Dissertation Defense Announcement
The College of Arts and Sciences announces the Final Dissertation Defense of
for the Degree of Doctor of Philosophy
on June 26, 2018 at 10:00 AM in Psychology Building
Advisor: Leslie Robinson
Characteristics of Smoking Oncology Patients in a Community Cancer Center: A Study of Individual Differences
ABSTRACT: More research is warranted to address potentially important factors for why cessation interventions in oncology patients have not been effective. The present study aimed to expand upon the current literature by exploring sample characteristics and individual differences in this understudied population. METHOD: Data were collected from 546 adult participants at a mid-South community-based cancer center.
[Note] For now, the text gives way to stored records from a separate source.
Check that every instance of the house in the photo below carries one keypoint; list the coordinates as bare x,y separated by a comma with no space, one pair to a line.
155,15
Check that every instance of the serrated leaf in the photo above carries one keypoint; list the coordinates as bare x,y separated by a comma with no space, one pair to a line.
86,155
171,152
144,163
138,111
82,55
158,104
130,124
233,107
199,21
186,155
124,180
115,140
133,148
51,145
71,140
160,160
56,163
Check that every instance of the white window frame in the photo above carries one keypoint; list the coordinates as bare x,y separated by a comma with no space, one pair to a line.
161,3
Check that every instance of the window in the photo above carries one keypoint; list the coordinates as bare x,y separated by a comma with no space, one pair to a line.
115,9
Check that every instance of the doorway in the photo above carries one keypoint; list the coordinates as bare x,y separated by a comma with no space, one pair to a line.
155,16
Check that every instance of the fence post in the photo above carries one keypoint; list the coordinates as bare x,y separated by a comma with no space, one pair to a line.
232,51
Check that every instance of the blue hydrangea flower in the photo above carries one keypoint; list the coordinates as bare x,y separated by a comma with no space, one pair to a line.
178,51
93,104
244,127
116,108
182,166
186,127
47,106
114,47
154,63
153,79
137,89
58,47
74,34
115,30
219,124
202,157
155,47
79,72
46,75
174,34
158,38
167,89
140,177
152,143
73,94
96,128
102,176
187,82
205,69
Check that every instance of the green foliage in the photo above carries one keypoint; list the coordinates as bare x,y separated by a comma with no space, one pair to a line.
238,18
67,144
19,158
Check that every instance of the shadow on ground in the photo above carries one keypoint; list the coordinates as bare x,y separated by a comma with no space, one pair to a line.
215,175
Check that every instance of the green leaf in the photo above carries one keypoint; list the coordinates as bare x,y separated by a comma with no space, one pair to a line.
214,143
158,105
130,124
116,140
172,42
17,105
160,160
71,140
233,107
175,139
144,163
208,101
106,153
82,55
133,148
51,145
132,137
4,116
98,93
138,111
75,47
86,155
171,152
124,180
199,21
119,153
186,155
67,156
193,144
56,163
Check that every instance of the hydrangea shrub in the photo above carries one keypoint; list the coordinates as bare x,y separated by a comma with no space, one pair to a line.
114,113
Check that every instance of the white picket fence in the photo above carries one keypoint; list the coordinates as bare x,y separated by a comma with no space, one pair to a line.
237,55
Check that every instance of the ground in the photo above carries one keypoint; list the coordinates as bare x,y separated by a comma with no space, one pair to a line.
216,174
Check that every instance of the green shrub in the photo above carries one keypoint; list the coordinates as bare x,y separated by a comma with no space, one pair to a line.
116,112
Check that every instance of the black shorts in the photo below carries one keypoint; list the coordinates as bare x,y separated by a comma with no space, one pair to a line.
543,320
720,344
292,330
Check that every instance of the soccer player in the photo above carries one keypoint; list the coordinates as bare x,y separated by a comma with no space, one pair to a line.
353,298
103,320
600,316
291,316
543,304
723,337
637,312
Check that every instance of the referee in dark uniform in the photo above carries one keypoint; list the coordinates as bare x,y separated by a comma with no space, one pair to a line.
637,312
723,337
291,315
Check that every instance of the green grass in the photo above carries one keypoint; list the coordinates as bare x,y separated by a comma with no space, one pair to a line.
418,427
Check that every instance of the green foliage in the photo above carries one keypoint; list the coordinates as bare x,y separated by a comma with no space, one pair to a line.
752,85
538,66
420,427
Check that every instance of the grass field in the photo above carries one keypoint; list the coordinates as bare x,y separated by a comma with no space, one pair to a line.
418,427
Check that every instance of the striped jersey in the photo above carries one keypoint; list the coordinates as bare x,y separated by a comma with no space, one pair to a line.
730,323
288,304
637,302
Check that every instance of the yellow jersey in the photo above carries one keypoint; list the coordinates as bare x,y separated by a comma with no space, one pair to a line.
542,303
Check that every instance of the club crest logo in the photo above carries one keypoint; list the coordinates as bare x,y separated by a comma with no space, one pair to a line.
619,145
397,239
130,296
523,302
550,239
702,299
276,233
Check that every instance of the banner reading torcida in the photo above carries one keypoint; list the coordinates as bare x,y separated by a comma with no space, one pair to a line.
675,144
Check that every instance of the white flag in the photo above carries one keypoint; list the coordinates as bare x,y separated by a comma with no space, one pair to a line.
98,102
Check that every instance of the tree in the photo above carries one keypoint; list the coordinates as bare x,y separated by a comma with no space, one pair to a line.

Three measures were developed and subjected to factor analysis to assess level of health literacy, perceived stigma, and oncology-related triggers. These variables were then used as the dependent variables for three separate General Linear Models to determine whether scores on the perceived stigma, oncology-related smoking triggers, and health literacy measures varied by ethnicity, gender, smoking level, and whether the participant was a cancer survivor or currently in treatment. RESULTS: Each measure demonstrated adequate internal consistency and produced a single factor. Females were more likely than males to experience increased levels of smoking triggers when faced with oncology-related symptoms or treatments. Caucasians were more likely than African Americans, and lower level smokers were more likely than heavy smokers, to experience high levels of health literacy in terms of smoking-related outcomes for cancer patients. No individual differences were found within perceived stigma scores. CONCLUSION: Each scale demonstrated adequate internal consistency in an oncology patient sample, making them appropriate for use in future research in this population as well as confirming their utility in a clinical setting. Participants differed across scales in several aspects including ethnicity, gender, and amount smoked, indicating the need to consider these factors when conducting future research.